When I first heard ‘Cast Of Thousands’, my first exposure to Elbow, I was completely blown away by every aspect of the music, Garvey’s poetic and sensitive lyrics, the sumptuous arrangements, sudden busts of dissonance and overblown distortion and the sheer inventiveness of the playing and arrangements. I then traced back to first album ‘Asleep In The Back’, another masterpiece and Elbow became my favourite band.
Live they were brilliant too and managed to convey the feeling that they were performing to me and me only, which everyone else felt too judging by the awed silence and rapt cheers that greeted every song, here was a special band alright, but, like many others, they got lost in the massively inferior Coldplay‘s slipstream and seemed that they would be a hidden treasure forevermore, then after another excellent record ‘Leaders Of The Free World’, (their third masterpiece on the trot) almost disappeared among record company reshuffles, Elbow’s last chance saloon came along.
The result was fourth album ‘The Seldom Seen Kid’, which sold modestly (again!) upon release until the second single ‘One Day Like This’ took on a life of its own and propelled the band into the big league, staying in the UK charts for well over a year and peaking at #5 a year after its original release. However, ODLT was, for me, too obvious, too crass, too ‘anthemic’ and lacked Elbow’s usual exquisite subtlety and lyrical panache and stopped ‘TSSK’ from being Elbows fourth masterpiece.

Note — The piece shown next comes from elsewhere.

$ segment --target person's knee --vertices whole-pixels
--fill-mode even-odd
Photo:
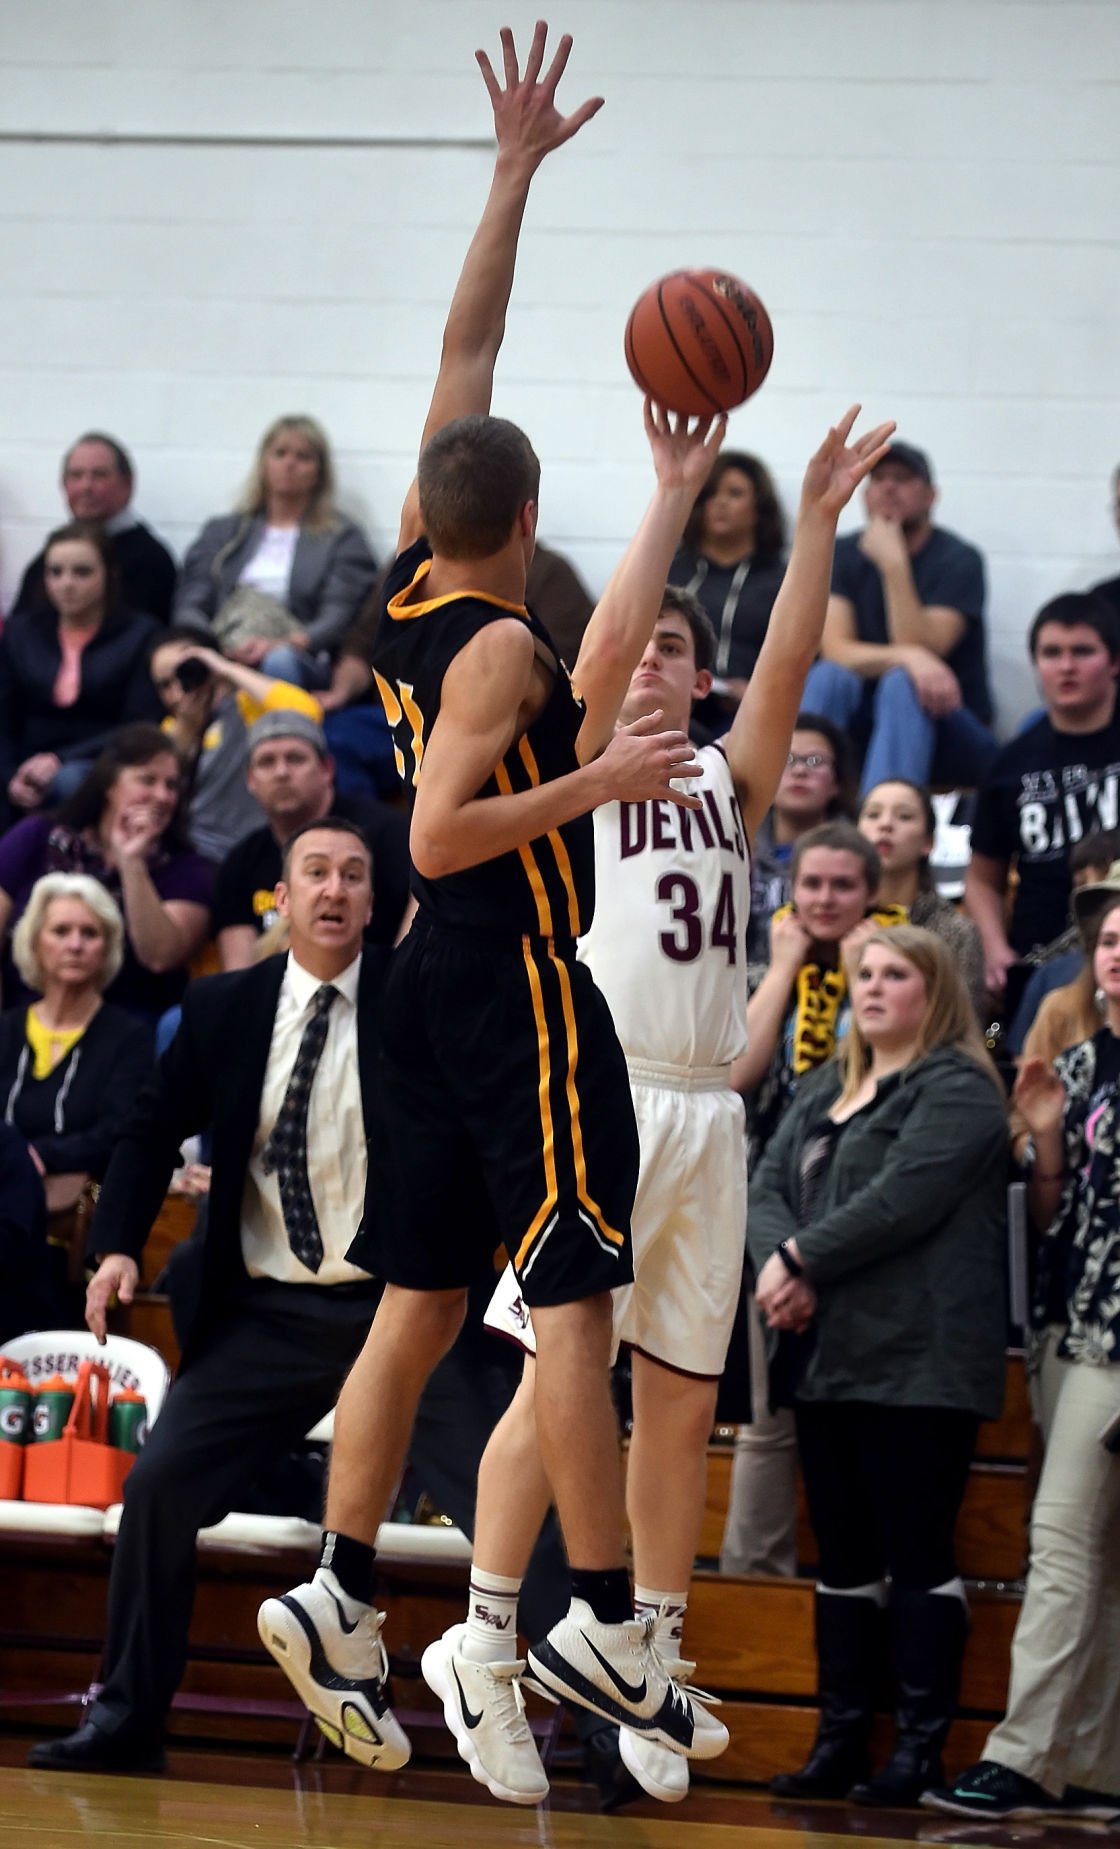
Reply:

The public begged to differ and it soundtracked a million victories/goals/triumphs over adversity on TV for the next few years, well and truly outstaying it’s welcome. On the plus side, it exposed the band to a deservedly wider audience which brought with it greater freedom and the fifth album ‘Build A Rocket Boys’ I approached with mild trepidation.Had they lost their magic? In the main, ‘BARB’ was a very good, but not a great album, inconsistent and with a few filler tracks (see ‘With Love’ (my least favourite Elbow track, hands down) and ‘Open Arms’ in particular, the latter being an obvious rewrite of ‘One Day Like This’ with the same glutinous strings and anthemic qualities and Guy Garvey’s most howlingly awful lyrics ever put to record.
The Signs didn’t bode well for album #6. So here we are with the new Elbow record ‘The Take Off And Landing Of Everything’ and I am pleased to report it is far better than ‘Build’, more consistently inventive and without any major lyrical banana skins, It begins solemnly with ‘This Blue World’ which, like many tracks here, builds slowly from almost imperceptibly quiet beginnings to a gorgeous wash of noise by the track’s end, unfurling over five plus minutes, never hurrying to labour a point, and is all the better for it. If the line ”While three chambers of my heart beat true and strong with love for another,The fourth, the fourth is yours forever” doesn’t give you goosebumps, the way Garvey sings it and the way the music swells around him, you are simply inhuman, so powerful is it’s simple excellence and heart chilling loveliness. Next track ‘Charge’ is excellent, a groovy chain-gang rhythm to which Garvey hangs his lyrical coat, playing a bitter old man in a pub being ignored by the younger generation.
‘Fly Boy Blue/Lunette’ is a spellbinding wash of loveliness which is only let down by the slightly glaring splice of part one into part two, ‘New York Morning‘ is their best single single ‘Grounds For Divorce’ and every track has much to recommend it, the beatbox barbershop of ‘Honey Sun’ especially. ‘The Take Off And Landing Of Everything’ is the first Elbow album since ‘Leaders..’ that will have you running to replay it once the record finishes, and not an everyman anthem in sight this time to ruin the flow, this is another quality Elbow album and though not their best (I’d still pick ‘Cast Of Thousands’ for that accolade) is definitely their best since their opening trio of excellence. Good on you lads!!